Marit: You are no longer parenting a teen. Your role is different. And navigating that, there are no courses.

Diane: Yeah.

Marit: There's no way to learn how to, become the top mom when there are courses probably, but learning how to parent an adult child is a skill, and it is-

Diane: Yeah

Marit: something that we don't naturally develop and our parents don't teach us how. Except often by doing it wrong, and we have to learn to let them go. Now I'm, as you said in the introduction, I'm a devout Christian, and it says in the Bible that, a man shall leave his mother and his father and cleave to his wife.

Okay? That is what we're supposed to do at that age. We leave our family and we cleave to our new family. And if that is a commandment from God, that's going to be what is natural for us to want to do.

That also brings problems because the mom very frequently doesn't know how to make that transition and let her child go.

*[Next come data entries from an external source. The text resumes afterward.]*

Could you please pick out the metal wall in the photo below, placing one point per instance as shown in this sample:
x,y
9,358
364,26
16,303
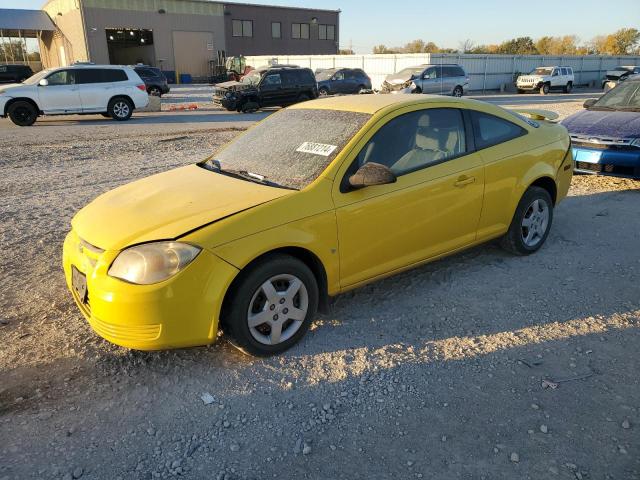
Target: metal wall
x,y
486,72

She doesn't know how to let all that love she has in her just hold back. And it's tough. I don't know of many things that are tougher than that, but it's tough. However, we can learn it. We will learn it, and we become better. We still have that mother love, but we have to re-channel it into new directions and new purposes.

Diane: Yes. And I can relate to that. I was forced to learn to step back when both my boys joined the military.

Marit: Yes.

Diane: And I wanted to... I'll share a story with you. I used to send the boys, care packages every week. I would send them, beef jerky and nuts and magazines they weren't allowed to have.

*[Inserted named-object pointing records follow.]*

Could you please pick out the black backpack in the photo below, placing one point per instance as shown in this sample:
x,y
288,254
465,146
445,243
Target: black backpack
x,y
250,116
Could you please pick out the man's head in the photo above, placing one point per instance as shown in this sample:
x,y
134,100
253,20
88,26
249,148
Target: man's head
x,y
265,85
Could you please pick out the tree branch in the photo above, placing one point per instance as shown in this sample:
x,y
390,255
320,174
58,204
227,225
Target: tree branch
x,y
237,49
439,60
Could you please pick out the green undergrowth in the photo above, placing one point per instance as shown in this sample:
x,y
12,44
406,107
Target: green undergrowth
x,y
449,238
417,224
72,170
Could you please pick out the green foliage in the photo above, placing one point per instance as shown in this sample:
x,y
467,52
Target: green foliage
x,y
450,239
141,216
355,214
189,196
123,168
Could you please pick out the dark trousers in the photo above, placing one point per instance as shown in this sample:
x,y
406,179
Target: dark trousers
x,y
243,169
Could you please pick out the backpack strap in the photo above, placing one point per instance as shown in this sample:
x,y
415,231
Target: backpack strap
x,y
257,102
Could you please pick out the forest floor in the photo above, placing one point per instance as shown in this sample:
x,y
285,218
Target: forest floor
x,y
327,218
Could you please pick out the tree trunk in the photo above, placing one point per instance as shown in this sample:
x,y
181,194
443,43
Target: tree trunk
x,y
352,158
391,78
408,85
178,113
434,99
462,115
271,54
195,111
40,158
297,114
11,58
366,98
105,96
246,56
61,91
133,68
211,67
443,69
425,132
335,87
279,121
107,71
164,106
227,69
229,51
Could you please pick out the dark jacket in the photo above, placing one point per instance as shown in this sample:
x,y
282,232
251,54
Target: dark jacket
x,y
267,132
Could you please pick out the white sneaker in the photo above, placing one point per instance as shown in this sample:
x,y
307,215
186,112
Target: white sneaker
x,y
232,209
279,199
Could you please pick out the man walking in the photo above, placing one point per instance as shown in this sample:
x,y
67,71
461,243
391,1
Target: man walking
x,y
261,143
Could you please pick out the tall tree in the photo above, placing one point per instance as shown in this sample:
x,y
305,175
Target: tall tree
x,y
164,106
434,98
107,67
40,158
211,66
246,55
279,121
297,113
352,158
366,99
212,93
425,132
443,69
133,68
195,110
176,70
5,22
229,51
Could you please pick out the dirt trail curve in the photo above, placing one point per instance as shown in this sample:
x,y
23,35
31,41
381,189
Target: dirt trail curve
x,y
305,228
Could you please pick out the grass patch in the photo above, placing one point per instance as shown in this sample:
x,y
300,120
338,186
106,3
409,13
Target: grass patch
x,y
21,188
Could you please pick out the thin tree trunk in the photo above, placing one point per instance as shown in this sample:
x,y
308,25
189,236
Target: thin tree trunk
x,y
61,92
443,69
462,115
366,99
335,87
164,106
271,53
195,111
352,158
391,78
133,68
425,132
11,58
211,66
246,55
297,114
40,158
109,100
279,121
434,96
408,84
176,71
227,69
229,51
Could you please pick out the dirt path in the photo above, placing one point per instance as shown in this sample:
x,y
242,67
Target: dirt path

I just... and homemade cookies every week. And I had my youngest son call me from Korea one day and say, "Mom, we're... I'm getting all these packages." He says, "Could you stop sending them because most of the kids here don't have parents that send them even a letter?"

And I thought, I said to him, my thought is, I'll bake more.

I'll send more for the troop." And he just said no. I said, "Share it, Case. What the hell?" But it- he couldn't, so I get that.

Marit: Yeah.

Diane: I had to learn to be different.

Marit: Yes. Yeah. And, it's very painful.

Diane: Yeah. It's very difficult.

Diane: Yep.

Marit: And it's a journey that teaches us to be more like God, in my opinion.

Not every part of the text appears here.